The NFSv3 metadata path of FlashBlade scales efficiently as concurrency ramps, driving rapid gains at moderate nproc. At extreme process counts, the test shifts into a shared-namespace “stress” regime where incremental ranks primarily amplify directory hot-spot contention—highlighting the benchmark’s contention limit more than the platform’s scaling.

FlashBlade advantage: MDTest-Hard (worst‑case metadata and small files)

FlashBlade demonstrates exceptional resilience in shared-directory workloads, maintaining 38k IOPS for writes and 24k IOPS for deletes even at high concurrency levels where other storage platforms often degrade. While stat operations are naturally optimized for moderate process counts to minimize locking overhead, the system’s architecture proves uniquely capable of sustaining heavy metadata pressure and shared access at scale.

While it is possible to inflate IOR-hard and MDTest-hard results by drastically reducing concurrency—a strategy that sacrifices IOR-easy performance—we chose a different path. The FlashBlade//S500 R2 was benchmarked with a global nproc of 2304 (48 cores/node x 48 multiplier), accepting the natural contention in the “hard” phases to preserve the massive throughput required for the “easy” phases. This ensures the results reflect a system running at full capacity for modern AI/HPC workloads, rather than one tuned solely for synthetic corner cases.

Conclusion: A new standard for efficiency and scale for AI/HPC workloads

The above IO500 benchmark results provide definitive proof that the tradeoff between simplicity and speed is a thing of the past. With a total IO500 score of 142.32, the FlashBlade//S500 R2 system delivers more than 2X the performance of parallel filesystems like DDN (70.18 IO500 score).
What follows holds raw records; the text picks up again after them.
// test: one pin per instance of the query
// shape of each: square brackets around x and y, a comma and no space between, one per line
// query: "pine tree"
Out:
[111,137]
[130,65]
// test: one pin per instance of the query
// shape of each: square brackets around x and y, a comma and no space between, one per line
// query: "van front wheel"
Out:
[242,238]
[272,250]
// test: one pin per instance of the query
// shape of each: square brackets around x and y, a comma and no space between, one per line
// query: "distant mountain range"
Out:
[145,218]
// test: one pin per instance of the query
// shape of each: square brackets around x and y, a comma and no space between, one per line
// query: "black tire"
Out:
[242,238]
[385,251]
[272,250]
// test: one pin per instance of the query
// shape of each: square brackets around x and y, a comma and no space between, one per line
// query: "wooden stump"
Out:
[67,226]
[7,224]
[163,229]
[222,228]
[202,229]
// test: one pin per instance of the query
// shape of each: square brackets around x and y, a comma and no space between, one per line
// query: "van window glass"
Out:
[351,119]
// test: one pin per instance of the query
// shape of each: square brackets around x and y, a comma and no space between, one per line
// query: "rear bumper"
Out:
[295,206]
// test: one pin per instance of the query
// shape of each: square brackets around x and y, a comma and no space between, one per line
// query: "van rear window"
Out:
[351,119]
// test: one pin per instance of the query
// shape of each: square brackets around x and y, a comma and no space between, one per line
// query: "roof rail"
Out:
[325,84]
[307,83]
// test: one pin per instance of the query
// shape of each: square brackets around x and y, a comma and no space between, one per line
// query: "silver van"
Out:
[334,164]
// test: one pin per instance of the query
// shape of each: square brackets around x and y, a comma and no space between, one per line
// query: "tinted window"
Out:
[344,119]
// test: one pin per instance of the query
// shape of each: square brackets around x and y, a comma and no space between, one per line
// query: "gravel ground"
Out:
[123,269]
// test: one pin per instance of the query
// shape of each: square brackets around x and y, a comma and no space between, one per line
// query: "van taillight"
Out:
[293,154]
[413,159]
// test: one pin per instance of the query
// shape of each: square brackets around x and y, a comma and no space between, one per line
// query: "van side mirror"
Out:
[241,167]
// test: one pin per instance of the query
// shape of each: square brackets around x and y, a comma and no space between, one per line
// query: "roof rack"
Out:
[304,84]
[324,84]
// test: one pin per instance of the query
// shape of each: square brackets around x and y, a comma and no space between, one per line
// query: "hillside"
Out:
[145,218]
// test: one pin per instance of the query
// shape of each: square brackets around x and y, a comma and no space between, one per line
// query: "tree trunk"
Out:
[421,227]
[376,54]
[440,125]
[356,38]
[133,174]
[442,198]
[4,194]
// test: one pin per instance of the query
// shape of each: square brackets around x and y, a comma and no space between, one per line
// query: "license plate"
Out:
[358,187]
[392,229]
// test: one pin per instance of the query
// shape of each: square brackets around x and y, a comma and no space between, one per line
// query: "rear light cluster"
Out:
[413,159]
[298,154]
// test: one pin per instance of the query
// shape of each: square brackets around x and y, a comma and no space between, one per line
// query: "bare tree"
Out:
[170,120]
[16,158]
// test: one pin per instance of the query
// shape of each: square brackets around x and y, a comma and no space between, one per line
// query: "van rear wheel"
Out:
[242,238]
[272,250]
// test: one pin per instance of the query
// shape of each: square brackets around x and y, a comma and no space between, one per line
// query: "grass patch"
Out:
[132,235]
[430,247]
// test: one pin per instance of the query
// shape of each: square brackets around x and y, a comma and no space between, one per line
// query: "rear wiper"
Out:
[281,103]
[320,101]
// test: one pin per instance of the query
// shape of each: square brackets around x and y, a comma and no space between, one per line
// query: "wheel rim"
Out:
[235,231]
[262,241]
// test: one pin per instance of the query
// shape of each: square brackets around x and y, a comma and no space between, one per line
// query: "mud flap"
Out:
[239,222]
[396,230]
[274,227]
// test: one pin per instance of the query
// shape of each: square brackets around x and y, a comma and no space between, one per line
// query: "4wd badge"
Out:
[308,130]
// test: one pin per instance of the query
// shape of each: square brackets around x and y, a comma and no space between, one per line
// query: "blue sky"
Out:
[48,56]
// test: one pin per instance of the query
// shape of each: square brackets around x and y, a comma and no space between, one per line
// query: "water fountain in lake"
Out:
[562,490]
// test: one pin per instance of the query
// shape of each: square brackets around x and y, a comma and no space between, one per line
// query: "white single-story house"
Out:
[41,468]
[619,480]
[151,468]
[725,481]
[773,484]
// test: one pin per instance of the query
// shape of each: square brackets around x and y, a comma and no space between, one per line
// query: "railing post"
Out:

FlashBlade//S500 R2 achieves the higher score with superior efficiency, including:

  • Improved rack density: The benchmark achieved up to 30% better rack density with just three chassis (17U) and 10 clients, avoiding a multi-rack sprawl typically required by other competitors.
  • Power savings and simplicity: By consolidating high-bandwidth and high-metadata workloads onto a single platform without proprietary clients or complex tuning, enterprises gain up to 25% power savings and more than 7X operational simplicity.

The IO500 benchmark serves as the definitive proof that high-performance enterprise AI and HPC workloads no longer require complex parallel filesystems or specialized InfiniBand (IB) networks. By delivering exceptional results across rigorous bandwidth and metadata phases, FlashBlade//S500 R2 demonstrates that an NFSv3-based architecture over Ethernet is fully capable of matching—and often exceeding—the performance of niche legacy stacks. This validates that enterprises can achieve the massive concurrency and throughput needed to keep CPUs/GPUs saturated on a single, unified namespace, effectively debunking the myth that “AI/HPC-class” speed is exclusive to complex, proprietary infrastructure.